Dad's lying very still and he's making a rasping sound as he breathes. It's as if he's got a cheese grater in his throat and all the air has to go through it. Mum leans across and touches his hair. Dad's eyes flicker and I think he's going to wake up. Mum's hand tightens around mine.

‘Gray?' Mum tries to get his attention. ‘Gray, I've brought Isla for you.'

When she doesn't get a response from Dad, she looks over to me. I don't think she knows what to say. She moves her other hand to Dad's, gives it a squeeze. For a moment we're all connected, the life from me running through Mum and into Dad. But it's still so quiet; the silence wraps around us like the curtain.

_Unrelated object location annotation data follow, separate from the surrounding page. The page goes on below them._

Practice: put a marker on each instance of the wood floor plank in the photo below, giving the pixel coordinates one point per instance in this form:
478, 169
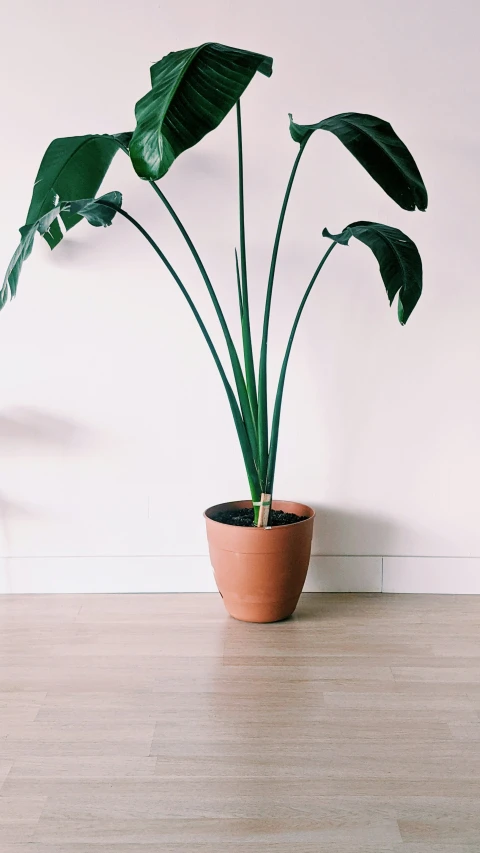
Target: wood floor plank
138, 723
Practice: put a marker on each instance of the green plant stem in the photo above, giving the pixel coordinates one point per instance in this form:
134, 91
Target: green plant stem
272, 455
252, 473
246, 330
250, 423
262, 375
239, 286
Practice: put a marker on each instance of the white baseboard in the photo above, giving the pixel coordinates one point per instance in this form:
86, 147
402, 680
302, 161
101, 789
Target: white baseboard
441, 575
455, 575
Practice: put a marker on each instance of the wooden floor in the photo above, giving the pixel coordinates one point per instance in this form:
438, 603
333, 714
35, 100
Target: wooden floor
155, 723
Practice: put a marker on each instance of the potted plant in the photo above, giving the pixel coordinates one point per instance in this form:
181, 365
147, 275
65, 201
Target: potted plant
259, 549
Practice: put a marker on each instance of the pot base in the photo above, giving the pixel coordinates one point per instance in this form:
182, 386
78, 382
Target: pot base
260, 572
276, 611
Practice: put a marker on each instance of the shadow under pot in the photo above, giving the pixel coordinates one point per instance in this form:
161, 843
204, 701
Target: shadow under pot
260, 572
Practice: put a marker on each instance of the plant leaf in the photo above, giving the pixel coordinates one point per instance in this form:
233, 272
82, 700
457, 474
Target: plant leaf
398, 258
95, 211
375, 145
90, 209
72, 167
192, 92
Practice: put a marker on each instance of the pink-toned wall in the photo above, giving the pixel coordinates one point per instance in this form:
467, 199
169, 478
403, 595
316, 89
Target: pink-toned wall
114, 431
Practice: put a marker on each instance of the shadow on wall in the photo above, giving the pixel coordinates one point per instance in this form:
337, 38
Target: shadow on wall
22, 425
340, 532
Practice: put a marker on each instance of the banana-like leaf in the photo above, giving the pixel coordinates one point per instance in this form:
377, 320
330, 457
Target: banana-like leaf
374, 143
72, 167
98, 211
398, 258
93, 210
192, 92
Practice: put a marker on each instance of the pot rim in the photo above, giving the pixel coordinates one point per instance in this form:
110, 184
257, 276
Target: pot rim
253, 529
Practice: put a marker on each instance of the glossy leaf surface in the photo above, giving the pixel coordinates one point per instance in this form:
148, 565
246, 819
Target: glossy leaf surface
398, 258
92, 210
72, 167
192, 92
375, 145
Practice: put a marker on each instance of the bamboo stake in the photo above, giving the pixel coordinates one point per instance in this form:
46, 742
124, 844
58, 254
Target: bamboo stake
264, 512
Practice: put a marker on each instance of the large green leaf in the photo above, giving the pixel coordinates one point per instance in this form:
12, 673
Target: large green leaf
192, 92
72, 167
398, 257
93, 210
375, 145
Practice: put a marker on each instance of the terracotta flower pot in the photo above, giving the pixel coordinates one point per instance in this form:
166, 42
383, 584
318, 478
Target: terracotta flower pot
260, 573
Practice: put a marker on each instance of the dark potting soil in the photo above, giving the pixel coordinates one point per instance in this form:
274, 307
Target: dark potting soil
244, 517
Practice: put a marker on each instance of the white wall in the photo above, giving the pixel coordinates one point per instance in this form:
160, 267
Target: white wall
114, 430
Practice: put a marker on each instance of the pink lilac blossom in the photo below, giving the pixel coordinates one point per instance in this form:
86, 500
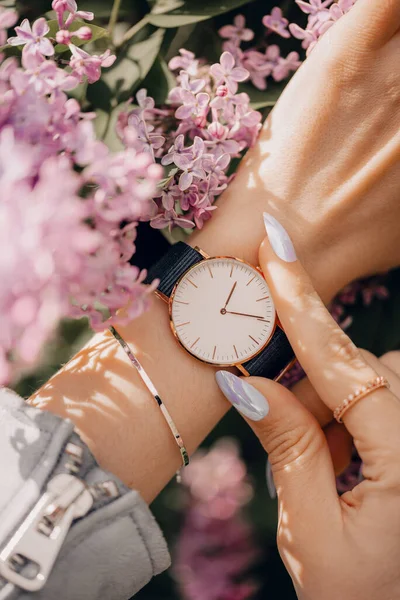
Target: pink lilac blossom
215, 549
205, 124
61, 7
8, 18
33, 39
85, 65
69, 208
238, 32
276, 22
264, 62
322, 14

I want to tell Dad everything. I want to tell him about my strange night at the reserve with Harry and the swan. I want
to tell him that we got her to fly. I even open my mouth. But the words stay inside, too loud for this ward, and Dad closes his eyes again and the moment passes.

Mum squeezes my hand. ‘Let's leave him to sleep,' she whispers.

She leans down to kiss Dad lightly on the forehead.

‘I'll bring Jack later,' she says.

I wonder if I should kiss Dad, too. I'm still a bit damp from the lake and I smell like mud. I touch the back of his hand instead. His skin is smooth and waxy, not very warm.

Jack's waiting at the ward desk.

‘Granddad went off on one,' he says, glaring at me. ‘I've never seen him so angry. Thought he was going to crash the car or something when he drove here.'

‘It was only a couple of miles,' I say. ‘I left a note.'

Jack shrugs. ‘Couldn't you just have waited until we got up?'

A nurse looks sternly at us from behind the ward desk; we're making too much noise. Mum grabs Jack and steers him in to see Dad. The nurse goes with them. I find a seat next to the desk and lean my head back against the wall, feeling my eyes close. My body starts swaying and it feels like I'm flying again, far, far above the hospital . . . right up in the clouds. There's a flock flying with me, helping to carry me forward.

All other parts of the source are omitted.